La necessità dei maschi poligami di accoppiarsi il più possibile, massimizzando così il proprio successo riproduttivo, li spinge ad azioni moralmente terribili: non solo – come abbiamo visto – lo stupro e la coercizione nei confronti delle femmine riluttanti, ma persino l’infanticidio. Per un maschio, a volte, la migliore strategia è uccidere i piccoli di un altro maschio, così da “liberare” la femmina dal fardello delle cure parentali e renderla disponibile a un nuovo accoppiamento. Neanche a dirlo, le femmine non sono certo contente di tale tattica: infatti, spesso è l’intero gruppo femminile a proteggere i piccoli dagli attacchi del nuovo maschio.

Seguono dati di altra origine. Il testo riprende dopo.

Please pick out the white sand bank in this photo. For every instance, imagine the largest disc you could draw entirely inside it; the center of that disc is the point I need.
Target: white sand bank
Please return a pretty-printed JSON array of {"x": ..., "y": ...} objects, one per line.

La vita dei maschi poligami è, in generale, piuttosto faticosa: lotte e corteggiamenti sono molto costosi, e questo determina una decisa riduzione della durata della loro vita sessuale, molto più breve rispetto a quella dell’altro sesso. Tale differenza nell’estensione del periodo di fertilità dei due generi ha, tra l’altro, conseguenze ecologiche e demografiche: la breve vita sessuale dei maschi, ad esempio, fa sì che le figlie del maschio dominante raggiungano la maturità sessuale quando il padre non è più in attività, e così non sono costrette a lasciare il gruppo d’origine per evitare rischiosi accoppiamenti tra consanguinei. I maschi, al contrario, una volta raggiunta – con grande costo da parte delle madri – la pubertà, tendono ad abbandonare il gruppo nel quale sono nati, nella speranza di assumere una posizione dominante in una nuova comunità.

Insomma, studiando le abitudini dei mammiferi – la nostra classe di appartenenza – ci accorgiamo di come la natura non tracci distinzioni nette, né indichi cosa è “giusto” o “sbagliato”. D’altro canto, non si può neanche tacciare il mondo naturale di immoralità: piuttosto, bisogna ammettere che la natura, con tutto il suo lungo percorso di contingenze, leggi e casualità, è a-morale, cioè che non sottostà a giudizi e definizioni tutti umani.